Summary: Snapshot recovery reports false result
Product: [oVirt] vdsm Reporter: Liran Rotenberg <lrotenbe>
Component: CoreAssignee: Liran Rotenberg <lrotenbe>
Status: CLOSED CURRENTRELEASE QA Contact: Nisim Simsolo <nsimsolo>
Severity: high Docs Contact:
Priority: unspecified    
Version: 4.40.13CC: ahadas, bugs, nsimsolo
Target Milestone: ovirt-4.4.10Keywords: ZStream
Target Release: 4.40.100Flags: pm-rhel: ovirt-4.4+
Hardware: Unspecified   
OS: Unspecified   
Whiteboard:
Fixed In Version: vdsm-4.40.100 Doc Type: Bug Fix
Doc Text:
When creating a snapshot and entering the recovery mode, a false result could appear. Now, it will report the right result of the snapshot operation based on the new volumes usage.
Story Points: ---
Clone Of: Environment:
Last Closed: 2022-01-19 07:00:13 UTC Type: Bug
Regression: --- Mount Type: ---
Documentation: --- CRM:
Verified Versions: Category: ---
oVirt Team: Virt RHEL 7.3 requirements from Atomic Host:
Cloudforms Team: --- Target Upstream Version:
Embargoed:

Description Liran Rotenberg 2021-10-11 12:00:52 UTC
Description of problem:
When creating a snapshot with or without memory, the VDSM may crash.
For that we introduced the recovery mechanism. The mechanism was in thought on memory snapshot only, and catching if libvirt domain job is running. If the domain job ended and VDSM comes back afterwards it may report the snapshot as succeeded, making a false report and unused entities (like memory disk) that look as usable. It may also lead later on to merge problems.

To summary:
- If we are in the middle of the domain job, we will catch it in recover since we check the domain job and that's fine.
- If we are after the domain job, it will act as succeed(semi-true, since the operation might have failed and we missed it somehow).
- If we are before the domain job, it will act wrong, marking it as succeed.

Steps to Reproduce:
1. Create a VM with large amount of memory (minimum 10 GB, to give enough time to kill vdsmd service on the host).
2. Load the VM memory.
3. Create snapshot with memory (again, to have time).
4. 
   a. Kill VDSM before it reaches to the libvirt call (after writing the snapshot metadata to the VM - hard to reproduce without code modification).
   b. Kill VDSM after the call to libvirt (without letting it to go up again), abort the snapshot (domain job) on libvirt - to fail the snapshot creation, start VDSM again afterwards.

Actual results:
VDSM reports snapshot as succeed, makes the engine report likewise. While the snapshot failed or not executed.

Expected results:
Report on failure when needed.

Additional info:
It will be much easier to reproduce (and possibly checking non-memory snapshot as well), if you modify the code to add sleep on the right spot.

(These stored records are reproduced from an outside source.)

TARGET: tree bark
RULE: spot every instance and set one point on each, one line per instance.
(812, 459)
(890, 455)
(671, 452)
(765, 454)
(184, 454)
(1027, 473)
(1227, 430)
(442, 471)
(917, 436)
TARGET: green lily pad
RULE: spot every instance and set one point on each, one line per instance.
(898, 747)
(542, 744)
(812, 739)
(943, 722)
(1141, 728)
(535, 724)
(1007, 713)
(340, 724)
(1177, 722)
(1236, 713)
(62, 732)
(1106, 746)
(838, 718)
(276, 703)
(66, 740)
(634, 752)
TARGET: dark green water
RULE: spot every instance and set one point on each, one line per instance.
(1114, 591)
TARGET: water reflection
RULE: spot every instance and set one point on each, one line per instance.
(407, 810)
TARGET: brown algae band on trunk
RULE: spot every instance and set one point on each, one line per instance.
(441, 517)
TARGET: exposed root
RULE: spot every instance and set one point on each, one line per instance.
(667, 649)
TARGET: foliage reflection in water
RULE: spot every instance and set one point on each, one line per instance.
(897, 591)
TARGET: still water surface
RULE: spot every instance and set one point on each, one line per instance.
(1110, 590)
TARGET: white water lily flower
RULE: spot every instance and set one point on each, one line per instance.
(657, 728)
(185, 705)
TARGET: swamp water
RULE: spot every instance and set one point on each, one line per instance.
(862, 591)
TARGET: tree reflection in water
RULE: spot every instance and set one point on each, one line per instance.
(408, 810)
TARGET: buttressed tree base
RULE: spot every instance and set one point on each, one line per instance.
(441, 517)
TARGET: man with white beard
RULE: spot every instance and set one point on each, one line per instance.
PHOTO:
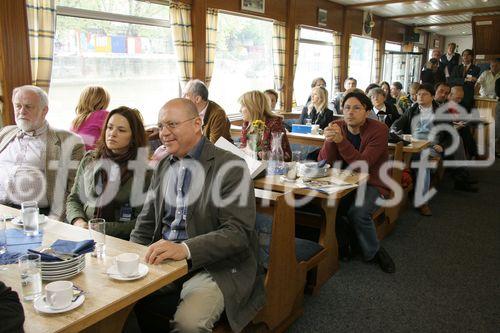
(35, 158)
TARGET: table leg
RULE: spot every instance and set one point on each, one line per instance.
(327, 238)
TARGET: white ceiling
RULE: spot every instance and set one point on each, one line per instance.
(433, 8)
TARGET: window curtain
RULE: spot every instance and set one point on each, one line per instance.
(375, 62)
(337, 40)
(279, 41)
(41, 29)
(295, 58)
(180, 22)
(212, 16)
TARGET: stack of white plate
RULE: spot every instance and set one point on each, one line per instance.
(61, 270)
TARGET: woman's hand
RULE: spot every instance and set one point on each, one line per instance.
(79, 222)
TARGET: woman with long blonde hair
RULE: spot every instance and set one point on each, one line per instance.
(255, 106)
(91, 114)
(317, 111)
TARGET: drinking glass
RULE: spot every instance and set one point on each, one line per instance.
(297, 156)
(29, 210)
(97, 229)
(3, 236)
(31, 278)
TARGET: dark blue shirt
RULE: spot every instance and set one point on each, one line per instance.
(177, 194)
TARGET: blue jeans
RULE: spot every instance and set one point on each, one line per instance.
(360, 217)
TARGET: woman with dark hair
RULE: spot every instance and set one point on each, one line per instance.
(103, 189)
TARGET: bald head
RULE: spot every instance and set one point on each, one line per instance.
(180, 126)
(184, 105)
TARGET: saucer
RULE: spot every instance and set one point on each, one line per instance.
(114, 274)
(41, 306)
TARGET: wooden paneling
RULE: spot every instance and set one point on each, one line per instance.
(275, 9)
(306, 13)
(14, 50)
(394, 31)
(485, 35)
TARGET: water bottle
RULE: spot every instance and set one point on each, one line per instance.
(276, 163)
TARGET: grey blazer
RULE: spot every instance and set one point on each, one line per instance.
(63, 149)
(222, 240)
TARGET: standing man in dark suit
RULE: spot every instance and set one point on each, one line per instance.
(197, 211)
(214, 120)
(466, 75)
(450, 60)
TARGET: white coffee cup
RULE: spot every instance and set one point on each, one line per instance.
(127, 264)
(59, 294)
(407, 137)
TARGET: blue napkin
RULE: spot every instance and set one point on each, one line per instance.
(65, 246)
(17, 245)
(80, 247)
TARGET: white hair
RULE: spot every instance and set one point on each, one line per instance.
(42, 95)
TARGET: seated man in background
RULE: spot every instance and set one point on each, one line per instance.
(349, 84)
(461, 176)
(382, 110)
(402, 103)
(442, 92)
(272, 95)
(485, 84)
(184, 217)
(214, 120)
(35, 157)
(358, 138)
(419, 121)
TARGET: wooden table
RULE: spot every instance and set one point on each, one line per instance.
(318, 140)
(107, 302)
(328, 203)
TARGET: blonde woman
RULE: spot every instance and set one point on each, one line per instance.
(317, 111)
(90, 115)
(255, 106)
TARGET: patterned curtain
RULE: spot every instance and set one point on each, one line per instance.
(279, 41)
(296, 49)
(180, 22)
(212, 16)
(41, 28)
(337, 40)
(376, 61)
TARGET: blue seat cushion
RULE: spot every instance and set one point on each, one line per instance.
(304, 249)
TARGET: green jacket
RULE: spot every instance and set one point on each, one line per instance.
(85, 183)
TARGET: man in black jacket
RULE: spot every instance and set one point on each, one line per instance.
(11, 310)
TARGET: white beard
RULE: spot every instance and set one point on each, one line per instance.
(25, 125)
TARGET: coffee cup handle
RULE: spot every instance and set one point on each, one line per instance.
(51, 299)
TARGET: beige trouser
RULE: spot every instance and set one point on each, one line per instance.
(201, 305)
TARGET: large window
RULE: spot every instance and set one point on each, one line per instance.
(315, 60)
(124, 46)
(243, 59)
(360, 60)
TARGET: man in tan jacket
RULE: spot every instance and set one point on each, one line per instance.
(38, 161)
(214, 120)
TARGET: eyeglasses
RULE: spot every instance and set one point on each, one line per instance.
(354, 108)
(173, 124)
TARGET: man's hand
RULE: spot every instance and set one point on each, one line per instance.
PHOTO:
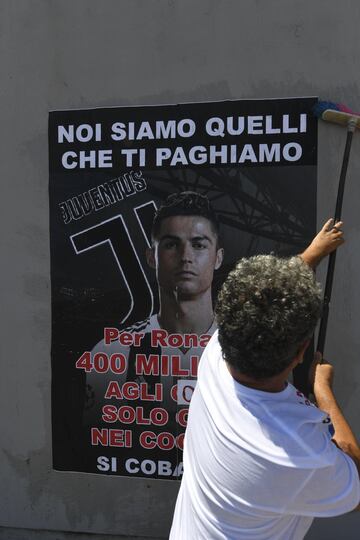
(327, 240)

Comment 2 Nisim Simsolo 2021-12-02 12:11:36 UTC
Verified:
ovirt-engine-4.4.10-0.17.el8ev
vdsm-4.40.100.1-1.el8ev.x86_64
libvirt-daemon-7.6.0-6.module+el8.5.0+13051+7ddbe958.x86_64
qemu-kvm-6.0.0-33.module+el8.5.0+13041+05be2dc6.x86_64

Verification scenario:
1. follow bug description steps to reproduce.

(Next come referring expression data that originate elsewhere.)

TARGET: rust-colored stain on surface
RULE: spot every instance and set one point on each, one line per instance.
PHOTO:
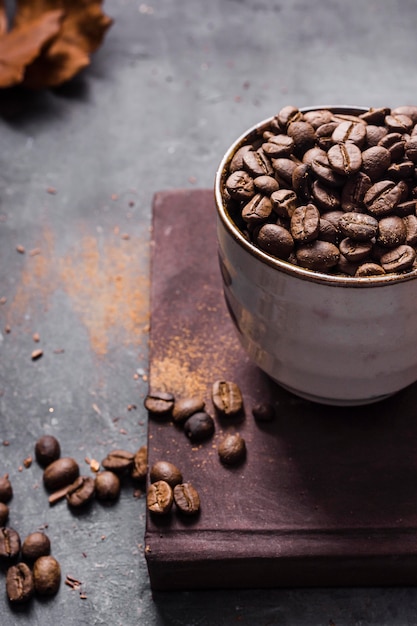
(103, 279)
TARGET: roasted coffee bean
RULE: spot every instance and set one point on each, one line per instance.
(232, 449)
(257, 163)
(199, 426)
(382, 198)
(266, 184)
(355, 251)
(4, 513)
(47, 450)
(35, 545)
(6, 490)
(318, 255)
(284, 202)
(358, 226)
(19, 584)
(140, 464)
(118, 461)
(227, 398)
(350, 131)
(46, 576)
(276, 240)
(324, 197)
(305, 223)
(187, 499)
(370, 269)
(398, 259)
(107, 487)
(263, 412)
(159, 403)
(257, 210)
(60, 473)
(375, 161)
(185, 407)
(81, 492)
(9, 545)
(164, 470)
(160, 497)
(345, 158)
(278, 146)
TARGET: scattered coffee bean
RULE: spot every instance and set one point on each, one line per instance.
(19, 584)
(140, 464)
(159, 403)
(60, 473)
(46, 576)
(47, 450)
(264, 412)
(118, 461)
(227, 398)
(35, 545)
(164, 470)
(81, 492)
(160, 497)
(4, 513)
(6, 490)
(232, 449)
(185, 407)
(199, 426)
(9, 545)
(107, 486)
(186, 498)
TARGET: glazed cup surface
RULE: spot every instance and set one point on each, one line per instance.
(327, 338)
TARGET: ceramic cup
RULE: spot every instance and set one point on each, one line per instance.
(326, 338)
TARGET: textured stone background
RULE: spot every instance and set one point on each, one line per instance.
(173, 85)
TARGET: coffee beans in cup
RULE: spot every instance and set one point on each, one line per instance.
(330, 192)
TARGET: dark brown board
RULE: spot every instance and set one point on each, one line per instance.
(326, 496)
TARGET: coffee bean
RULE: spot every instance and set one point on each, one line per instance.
(19, 584)
(60, 473)
(159, 403)
(35, 545)
(345, 158)
(185, 407)
(140, 464)
(227, 398)
(263, 412)
(4, 513)
(47, 450)
(186, 498)
(164, 470)
(160, 497)
(6, 490)
(9, 545)
(199, 426)
(46, 576)
(275, 240)
(107, 486)
(232, 449)
(81, 492)
(305, 223)
(118, 461)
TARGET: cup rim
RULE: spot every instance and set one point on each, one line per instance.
(289, 268)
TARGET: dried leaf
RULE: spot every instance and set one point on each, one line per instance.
(23, 44)
(82, 32)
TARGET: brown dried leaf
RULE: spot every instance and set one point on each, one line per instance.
(23, 44)
(82, 32)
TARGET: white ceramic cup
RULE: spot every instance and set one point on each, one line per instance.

Comment 3 Sandro Bonazzola 2022-01-19 07:00:13 UTC
This bugzilla is included in oVirt 4.4.10 release, published on January 18th 2022.

Since the problem described in this bug report should be resolved in oVirt 4.4.10 release, it has been closed with a resolution of CURRENT RELEASE.

If the solution does not work for you, please open a new bug report.